'Wobblies' resurrecting in Portland, but face employer opposition


Eight decades after a radical U.S. union was driven to the brink of extinction by vigilante violence, a handful of young workers in Portland and other cities are staging a modest resurrection.

Members of the union - the Industrial Workers of the World (IWW) also are known as "Wobblies."

From 1905 to 1919, the IWW organized timber and mine workers in the Western United States. Members filled local jails in celebrated "free speech fights" when local authorities tried to stop them from holding public meetings. And they held strikes, vowing to build "one big union" of all working people that would take over industries and run them democratically. All this at a time when most unions were illegal and faced all manner of repression by the police, military and privately-hired spies and thugs.

Wobblies opposed U.S. entry into World War I, and on those grounds, faced violent attack by the newly-formed American Legion and by "citizens alliances" made up of local businesspeople. This repression was so severe, with organizers assassinated and union offices torched, that the IWW was largely driven out of existence by 1920, though some IWW organizers went on to take part in Congress of Industrial Organization (CIO) union drives of the 1930s.

A few IWW members continued a shell organizational structure, best known for preserving the union's legacy of union songs written by one of its celebrated members, Joe Hill.

In the 1990s, young people in Portland and other cities - especially adherents of anarchist political philosophies - joined IWW, attracted by its militant history and more radical political positions than other unions.

"We're proud of our history," said Ian Wallace, a residential carpenter and IWW member since 1996, "but we're not a history club. We want to organize the working class."

The IWW advocates having one union for all employees in a workplace, regardless of job description. IWW membership does not depend on employment at a union-represented workplace, so the group functions more as a membership organization.

IWW's strongest chapter is in Portland. Founded in 1995, the Portland Chapter has as many as 200 members. There is no paid staff, but it maintains offices - and a lending library - at 616 E. Burnside in Portland.

It's in Portland that the IWW has done most of its organizing in the last several years, focusing on the low-wage service sector where most of the group's members work.

Although the IWW is willing to operate in workplaces where members make up a minority of workers, the union has filed for and won government certification at a handful of workplaces via elections conducted by the National Labor Relations Board (NLRB). At two shelters for homeless youth - Street Light and Harry's Mother - the IWW was able to win union contracts that cover about 36 workers. Several other workplaces voted to unionize with the IWW but don't yet have a contract, including the community organization ACORN, the Southeast Portland health food store Daily Grind, and Salvation Army's Greenhouse, a homeless youth service organization that has since closed after losing funding.

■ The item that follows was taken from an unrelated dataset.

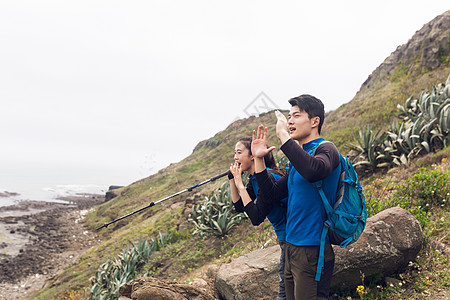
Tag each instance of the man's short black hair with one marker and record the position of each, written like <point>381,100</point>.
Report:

IWW lost elections at Nature's Fresh Northwest on Southeast Division in January, and in August at Transerv, a downtown-Portland messenger service.

Union members also took part in an October 1999 work stoppage at the Mallory Hotel that resulted in the firing of 11 union activists and an eventual NLRB back-pay settlement. And they filed for election at the Northeast Broadway Godfather's Pizza in September 2001, but the owner pulled the plug and closed the store.